His laugh was warm and rough in my ear. Standing this close to him was bringing back flashes of the night at the frat house I’d rather not revisit.

“The woman working the machine,” he said in my ear. “Maybe she’d make a mistake and watch someone get hurt because of it. This job was probably her last chance, the only place that would hire her after she made an even bigger mistake. In a factory maybe. Or she broke the law to protect someone she cared about. Some kind of almost-innocent mistake that could lead to less innocent ones.”

I spun to face him. “Or maybe she’d get a chance to be a hero. This job was her last chance, but she loves it and she’s good at it. She gets to travel, and even if she mostly only sees parking lots, she gets to meet people. And she’s a people person. The mistake isn’t hers—the machinery malfunctions, but she makes a snap decision and saves a girl’s life. That girl grows up to be a congresswoman, or a heart surgeon. The two of them cross paths again down the road. The Ferris wheel operator’s too old to travel with the carnival anymore. She’s been living alone, feeling like she wasted her life. Then one day, she’s alone. She has a heart attack. She almost dies but she manages to call nine-one-one. The ambulance rushes her in, and who is her doctor but that same little girl.

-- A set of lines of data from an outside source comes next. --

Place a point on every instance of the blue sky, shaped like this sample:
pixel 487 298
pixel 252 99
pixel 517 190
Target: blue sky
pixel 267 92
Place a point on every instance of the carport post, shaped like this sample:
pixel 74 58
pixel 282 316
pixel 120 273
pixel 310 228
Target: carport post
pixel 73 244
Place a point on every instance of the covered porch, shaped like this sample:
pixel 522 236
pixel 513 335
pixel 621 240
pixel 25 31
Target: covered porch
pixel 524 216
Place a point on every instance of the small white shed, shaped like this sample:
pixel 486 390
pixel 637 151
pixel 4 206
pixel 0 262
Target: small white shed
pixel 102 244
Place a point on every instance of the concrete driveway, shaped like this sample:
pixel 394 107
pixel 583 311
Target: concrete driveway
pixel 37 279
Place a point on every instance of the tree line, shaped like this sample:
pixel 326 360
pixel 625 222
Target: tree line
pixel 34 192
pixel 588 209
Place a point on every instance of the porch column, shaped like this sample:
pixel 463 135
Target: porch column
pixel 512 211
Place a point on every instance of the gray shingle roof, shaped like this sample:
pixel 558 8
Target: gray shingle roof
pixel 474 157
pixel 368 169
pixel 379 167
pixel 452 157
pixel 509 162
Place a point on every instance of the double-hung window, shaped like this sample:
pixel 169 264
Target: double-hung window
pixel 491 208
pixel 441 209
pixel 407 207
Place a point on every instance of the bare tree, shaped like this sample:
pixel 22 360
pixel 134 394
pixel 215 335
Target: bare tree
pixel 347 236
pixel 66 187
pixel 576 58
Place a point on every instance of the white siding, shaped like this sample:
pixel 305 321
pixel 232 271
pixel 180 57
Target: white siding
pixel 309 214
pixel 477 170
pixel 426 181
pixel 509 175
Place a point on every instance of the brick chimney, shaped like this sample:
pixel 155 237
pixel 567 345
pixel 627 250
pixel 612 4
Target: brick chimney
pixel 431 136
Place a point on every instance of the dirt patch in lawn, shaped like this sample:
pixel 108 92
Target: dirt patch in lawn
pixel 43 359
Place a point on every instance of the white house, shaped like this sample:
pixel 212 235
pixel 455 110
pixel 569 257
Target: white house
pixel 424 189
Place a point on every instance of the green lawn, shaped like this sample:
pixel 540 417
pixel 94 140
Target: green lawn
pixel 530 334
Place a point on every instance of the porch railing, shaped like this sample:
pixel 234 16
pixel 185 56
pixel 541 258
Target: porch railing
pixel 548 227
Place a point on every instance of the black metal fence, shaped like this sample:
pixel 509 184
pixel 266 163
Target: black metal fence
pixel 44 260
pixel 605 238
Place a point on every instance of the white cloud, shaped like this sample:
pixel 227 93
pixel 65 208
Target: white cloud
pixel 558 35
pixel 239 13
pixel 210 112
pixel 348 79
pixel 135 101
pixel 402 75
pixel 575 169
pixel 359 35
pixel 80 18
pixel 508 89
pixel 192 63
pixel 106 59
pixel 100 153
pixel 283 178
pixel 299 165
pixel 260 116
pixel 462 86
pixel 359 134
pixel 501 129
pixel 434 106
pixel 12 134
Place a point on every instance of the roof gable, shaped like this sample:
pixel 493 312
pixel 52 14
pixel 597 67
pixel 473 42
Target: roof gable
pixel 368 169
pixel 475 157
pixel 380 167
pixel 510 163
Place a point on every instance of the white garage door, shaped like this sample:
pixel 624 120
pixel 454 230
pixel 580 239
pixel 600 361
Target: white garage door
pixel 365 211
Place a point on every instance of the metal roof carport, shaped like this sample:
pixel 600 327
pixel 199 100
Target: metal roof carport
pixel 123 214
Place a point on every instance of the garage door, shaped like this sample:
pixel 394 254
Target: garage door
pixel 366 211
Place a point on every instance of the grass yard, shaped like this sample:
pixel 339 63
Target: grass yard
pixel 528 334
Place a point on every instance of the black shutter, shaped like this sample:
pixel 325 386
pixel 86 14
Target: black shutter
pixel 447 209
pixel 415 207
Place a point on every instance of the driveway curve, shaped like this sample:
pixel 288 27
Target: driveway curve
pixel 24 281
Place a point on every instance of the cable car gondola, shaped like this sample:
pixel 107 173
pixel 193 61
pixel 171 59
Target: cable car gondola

“Of course, Ferris doesn’t recognize her—she’s all grown up. But the doctor never could’ve forgotten Ferris’s face. The two women strike up a friendship. Ferris still doesn’t get to travel, but twice a month the doctor comes over to Ferris’s double-wide and they watch movies. Movies set in different countries. They watch Casablanca and eat Moroccan takeout. They watch The King and I and eat Siamese food, whatever that may be. They even watch—gasp!—Bridget Jones’s Diary while bingeing on fish and chips. They make it through twenty countries before Ferris passes away, and when she does, Doctor realizes her life was a gift she almost didn’t get. She takes some of Ferris’s ashes—her ungrateful asshole son didn’t come to collect them—and sets out on a trip around the world. She’s grateful to be alive. The end.”

Gus stared at me, only one corner of his very crooked mouth at all engaged. I was fairly sure he was smiling, although the deep grooves between his eyebrows seemed to disagree. “Then write it,” he said finally.

“Maybe so,” I said.

He glanced back at the gray-haired woman working the machinery. “That one,” he said. “I’m willing to ride that one. But only because I trust Ferris so damn much.”